Traditional language proponents support the KJV because it uses terms and language whose theological meanings have been largely hammered out. This is essentially the same argument many traditionalist Catholics use to argue for the Tridentine Mass–the Latin which forms the basis for it can often be referenced readily for what Catholic theologians and the Church itself have determined the text to mean. The English translation of the Tridentine Mass was much more literal and rooted in sound theological considerations than the contemporary-English translations of the Novus Ordo. The English translation of the Novus Ordo is rooted in a Latin text, but neither the Latin text nor the English translation are done with sufficient care to ensure that they do not lend aid and comfort to aberrant theology. Again-- traditionalist Episcopalians reject the 1979 Book because of the same concerns–some revert back to the 1928 BCP, some prefer even older versions, but in every case the concern is that how one prays shapes how one believes.
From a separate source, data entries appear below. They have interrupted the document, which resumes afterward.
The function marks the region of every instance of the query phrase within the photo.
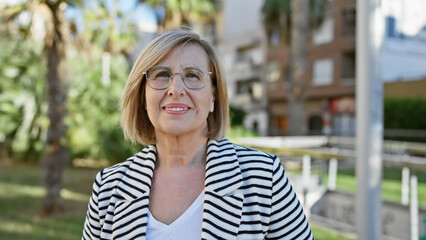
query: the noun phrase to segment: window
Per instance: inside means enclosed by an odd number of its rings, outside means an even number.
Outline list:
[[[237,94],[252,94],[252,81],[237,81]]]
[[[342,16],[342,36],[355,37],[356,11],[354,8],[344,9]]]
[[[356,57],[355,52],[344,52],[342,55],[341,72],[340,78],[341,85],[354,85],[355,84],[355,64]]]
[[[333,59],[319,59],[312,67],[312,85],[324,86],[333,83]]]
[[[257,78],[237,81],[237,95],[247,95],[252,100],[260,100],[263,97],[263,89]]]
[[[355,135],[355,116],[338,114],[333,116],[333,135],[353,137]]]
[[[334,38],[334,20],[333,15],[326,16],[323,23],[314,30],[312,42],[315,45],[332,42]]]
[[[266,64],[265,80],[268,84],[275,86],[280,78],[279,62],[269,62]]]
[[[237,49],[236,62],[260,64],[263,62],[263,52],[259,45],[251,45]]]

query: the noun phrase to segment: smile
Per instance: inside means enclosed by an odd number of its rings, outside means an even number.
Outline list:
[[[179,111],[185,111],[188,110],[189,108],[179,108],[179,107],[174,107],[174,108],[164,108],[167,111],[175,111],[175,112],[179,112]]]

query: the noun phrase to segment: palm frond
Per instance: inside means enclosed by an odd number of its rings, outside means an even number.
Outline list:
[[[25,3],[8,6],[0,11],[0,17],[6,22],[10,22],[25,10],[27,10],[27,4]]]

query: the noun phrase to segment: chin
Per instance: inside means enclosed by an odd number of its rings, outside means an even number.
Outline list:
[[[166,128],[163,131],[163,134],[169,137],[181,137],[185,135],[196,136],[200,135],[200,137],[205,136],[205,132],[203,129],[182,129],[182,128]]]

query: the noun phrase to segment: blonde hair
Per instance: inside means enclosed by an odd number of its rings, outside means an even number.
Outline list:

One can ‘find’ an orthodox interpretation of the '79 BCP, but one can also lend to the text in many places a heterodox interptetation.
See Toon and Tarsitano for more discussion of this topic: “
Neither Archaic Nor Obsolete: The Language of Common Prayer and Public Worship”; and “
Neither Orthodoxy nor a Forumlary: The Shape and Content of the 1979 Prayer Book of the Episcopal Church”. The first of these two books has an especially interesting extended discussion of the history of English translations and the pitfalls and pecadillos of modern-language translations. Tarsitano also has an interesting appendix on the King James Version, and why it remains preferable to virtually all translations made since the English Revised Version of 1881, in his “
Outline Of An Anglican Life”. Michael Davies made some similar points in two short books of his own, “
The Tridentine Mass”; and “
The New Mass”, neither of which may remain in print. As I recollect, Davies tends to be a bit sharp in his literary style and he equates anything ‘Anglican’ with heresy ipso facto; but it has been a decade or more since I read him so perhaps I am not being fair.